Virola noted that the 6.3% growth in private construction was not enough to counteract the 29.3% decline in public construction in 2011. Overall, construction experienced a 4.1% contraction in growth in 2011.
“We hope that construction (spending) will come in early. The changes in process took awhile to be absorbed. We hope that we are finally ready,” explained Paderanga.
“If the government will build 60,000 additional classrooms it is estimated to add at least 0.11% to GDP in 2012,” Virola said, referring to the growing lists of PPP projects that the government plans to roll out this year.
Paderanga said government is maintaining 5% to 6% GDP target for 2012.
Slower than neighbors
Nonetheless, a growing economy, despite a slower pace, is still welcomed by most analysts and fund managers who scour for alternative investment destinations amid recessions and economies grounding to a halt in what were considered as risk-free countries.
HSBC Research even recently issued a study forecasting that, if the Philippines grows by 7% until 2050, it will be the 16th largest in the world. Analysts looking for opportunities in Asia have been keen on adding the Philippines in their portfolio.
Below is a visual of how the Philippine economy performed compared to its neighbors in Asia.
Why GDP matters
The GDP measures the size of the economy since it represents the total value of all goods and services produced over a period of time. It has a large impact on nearly everyone within that economy.
When the economy is healthy, typical results include more jobs and higher wages as businesses demand labor to meet the growing economy. It also affects the capital markets, including the stock exchange, since a bad economy usually means lower profits for companies, which in turn means lower stock prices.
We asked several influencers in their industry how they view the GDP.
David Leechiu, country manager of property consultant Jones Lang LaSalle Leechiu
For many years, foreign capital has ignored the Philippines. With higher GDP sustained for many years, the country will regain foreign investors’ confidence and this will translate to higher FDIs, which will lead to a faster rate of progress for the Philippines. All these progress and development will translate to more demand for Philippine real estate not just from local buyers but certainly from foreign ones as well.
Tony Herbosa, Managing Director for consulting, The Center for Global Best Practices
For me, what the 2011 GDP numbers show is that the government has been slightly behind the curve. Private sector has been more bullish. If you look at the portfolio flows post-eurozone crisis, our PSEi at all time high, the weakened US dollar index given the FED’s quantitative easing, this is our moment! A major structural shift away from dollar assets towards commodities, emerging assets and currencies is favoring us. And in these asset classes, we are up there given our demographics. This is a long-term trend. We should borrow, invest, spend! PNoy’s team better know how to think and act like a DRAGON in these times, not like a tortoise.
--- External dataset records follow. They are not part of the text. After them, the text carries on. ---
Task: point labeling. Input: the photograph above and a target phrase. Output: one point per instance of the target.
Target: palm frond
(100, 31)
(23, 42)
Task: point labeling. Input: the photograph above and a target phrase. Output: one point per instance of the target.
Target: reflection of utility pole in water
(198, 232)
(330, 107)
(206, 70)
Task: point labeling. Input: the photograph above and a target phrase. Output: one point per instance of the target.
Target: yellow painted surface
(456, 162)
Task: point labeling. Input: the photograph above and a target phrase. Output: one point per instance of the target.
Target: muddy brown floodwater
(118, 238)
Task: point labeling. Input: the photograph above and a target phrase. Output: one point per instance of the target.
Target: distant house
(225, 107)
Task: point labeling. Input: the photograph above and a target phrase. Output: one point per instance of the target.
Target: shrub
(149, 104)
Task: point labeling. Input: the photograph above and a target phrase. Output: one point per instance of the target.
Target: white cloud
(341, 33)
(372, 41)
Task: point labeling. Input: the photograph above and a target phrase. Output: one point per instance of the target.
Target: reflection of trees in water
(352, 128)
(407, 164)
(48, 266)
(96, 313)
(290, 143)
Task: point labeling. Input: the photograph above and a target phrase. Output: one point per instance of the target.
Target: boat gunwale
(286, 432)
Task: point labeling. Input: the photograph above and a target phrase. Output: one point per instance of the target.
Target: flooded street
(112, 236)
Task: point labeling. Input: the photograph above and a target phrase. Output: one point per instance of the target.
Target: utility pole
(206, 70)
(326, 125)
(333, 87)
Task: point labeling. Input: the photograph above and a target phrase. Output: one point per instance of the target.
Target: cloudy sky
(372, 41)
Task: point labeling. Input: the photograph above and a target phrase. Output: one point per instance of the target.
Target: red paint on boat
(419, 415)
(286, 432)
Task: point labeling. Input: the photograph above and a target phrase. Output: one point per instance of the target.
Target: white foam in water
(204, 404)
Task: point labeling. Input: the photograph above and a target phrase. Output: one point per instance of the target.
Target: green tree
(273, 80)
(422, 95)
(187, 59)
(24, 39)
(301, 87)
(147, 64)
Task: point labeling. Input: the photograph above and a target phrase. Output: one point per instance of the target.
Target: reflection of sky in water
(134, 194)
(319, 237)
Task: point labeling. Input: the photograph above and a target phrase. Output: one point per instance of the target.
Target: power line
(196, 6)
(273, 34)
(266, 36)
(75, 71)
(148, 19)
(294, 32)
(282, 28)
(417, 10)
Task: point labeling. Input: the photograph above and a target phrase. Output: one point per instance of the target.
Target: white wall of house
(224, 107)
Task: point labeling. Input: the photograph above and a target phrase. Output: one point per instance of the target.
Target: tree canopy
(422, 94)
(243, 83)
Junie del Mundo, CEO of EON Stakeholder Relations Firm
The public relations (PR) industry is a good barometer of the state of the economy. If the economy is healthy, consumer and corporate practice are booming. If the economy is bad, we get lots of requests for crisis communication and reputation management. In 2011, our consumer practice accounted for a significant percentage of our topline.
Avelino Zapanta, CEO of budget carrier Seair
The GDP and airlines’ performance both almost always grow or slump in tandem. One influences the other. It is difficult to conceive of commercial air transport growing while economy is on a downturn. Air transport, however, is a catalyst for economic growth.